Batch-Size Latency Performer/$ TPU V5E-4 (JAX) 4 2.33S 21.46 8 4.99S 20.04 TPU V4-8 (JAX) 4 2.16S 9.05 8 4.17 8.98
The TPU V5E achieves up to 2.4 times the PERF/$ on SDXL compared to the TPU V4, indicating the cost-effectiveness of the latest TPU generation.
Use industry-standard metrics for throughput to measure inference performance. First, we measure the delay per image when the model is compiled and loaded. Then, we calculate the throughput by splitting the batch size into latency for each chip. As a result, throughput measures how the model is running in a production environment, regardless of the number of chips used.
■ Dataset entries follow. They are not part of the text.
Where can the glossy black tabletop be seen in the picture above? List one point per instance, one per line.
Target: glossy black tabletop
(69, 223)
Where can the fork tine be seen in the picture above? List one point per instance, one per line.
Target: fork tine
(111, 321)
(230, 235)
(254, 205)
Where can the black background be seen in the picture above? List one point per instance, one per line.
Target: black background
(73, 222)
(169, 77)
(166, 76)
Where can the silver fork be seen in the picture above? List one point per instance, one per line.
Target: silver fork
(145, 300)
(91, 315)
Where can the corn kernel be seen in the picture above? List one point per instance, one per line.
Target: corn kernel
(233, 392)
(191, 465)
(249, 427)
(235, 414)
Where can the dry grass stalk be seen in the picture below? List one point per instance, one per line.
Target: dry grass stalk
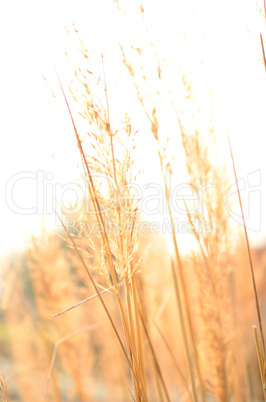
(3, 388)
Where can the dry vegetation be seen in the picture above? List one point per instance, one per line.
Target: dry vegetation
(153, 325)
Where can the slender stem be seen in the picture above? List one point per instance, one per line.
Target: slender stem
(184, 334)
(251, 268)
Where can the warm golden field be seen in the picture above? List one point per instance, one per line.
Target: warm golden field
(148, 321)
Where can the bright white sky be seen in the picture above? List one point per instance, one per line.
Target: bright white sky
(34, 127)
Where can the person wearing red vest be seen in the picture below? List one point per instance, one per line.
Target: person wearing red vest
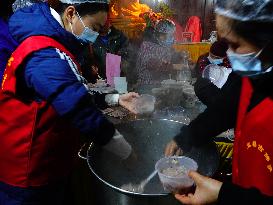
(247, 106)
(45, 102)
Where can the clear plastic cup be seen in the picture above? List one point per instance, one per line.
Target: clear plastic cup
(145, 104)
(173, 173)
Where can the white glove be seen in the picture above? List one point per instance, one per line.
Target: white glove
(119, 146)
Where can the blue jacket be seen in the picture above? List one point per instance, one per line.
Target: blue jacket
(51, 75)
(7, 46)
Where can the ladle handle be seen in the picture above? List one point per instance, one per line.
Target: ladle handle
(82, 150)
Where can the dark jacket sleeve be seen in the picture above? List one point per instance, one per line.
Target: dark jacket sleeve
(217, 118)
(52, 77)
(233, 194)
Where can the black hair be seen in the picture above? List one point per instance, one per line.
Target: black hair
(84, 8)
(6, 9)
(258, 33)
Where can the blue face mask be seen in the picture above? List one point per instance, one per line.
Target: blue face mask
(215, 61)
(88, 35)
(245, 63)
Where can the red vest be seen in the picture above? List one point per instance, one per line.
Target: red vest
(36, 145)
(253, 146)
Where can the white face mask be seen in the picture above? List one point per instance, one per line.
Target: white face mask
(215, 61)
(248, 63)
(88, 35)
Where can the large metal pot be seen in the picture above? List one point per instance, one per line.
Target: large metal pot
(148, 139)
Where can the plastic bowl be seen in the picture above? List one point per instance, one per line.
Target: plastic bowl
(145, 104)
(173, 173)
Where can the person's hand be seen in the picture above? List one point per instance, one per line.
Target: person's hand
(127, 101)
(173, 149)
(207, 190)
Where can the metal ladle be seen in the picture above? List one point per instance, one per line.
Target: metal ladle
(139, 188)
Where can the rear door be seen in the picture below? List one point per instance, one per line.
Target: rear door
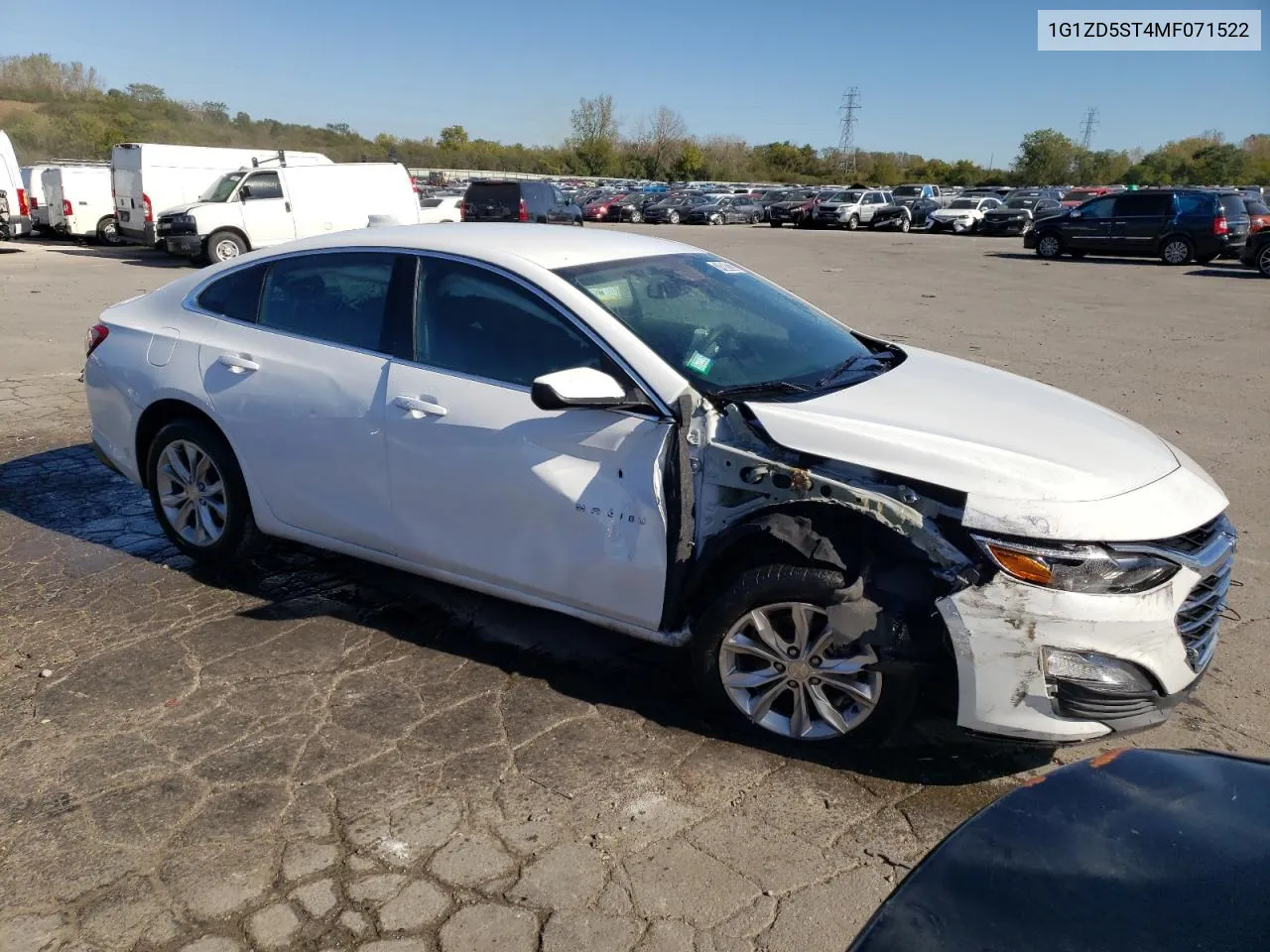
(1088, 227)
(1138, 221)
(266, 209)
(300, 389)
Then split the throughput at regular price to get performance per dollar.
How does the demo work?
The demo shown previously was created using a script that essentially follows the code I posted in this blog post. There is a simple load balancing server that runs on several cloud TPU V5E devices each with four chips, with users route requests and randomly backend the server. Enter the prompt in the demo and the request will be assigned to one of the backend servers and receive four images generated.
This is a simple solution based on several pre-allocated TPU instances. In a future post, we will show you how to use GKE to create a dynamic solution that adapts to your load.
All the code in the demo is open source and is available by hugging today’s face diffuser. I’m looking forward to what I’ll build with Diffusers + Jax + Cloud TPU!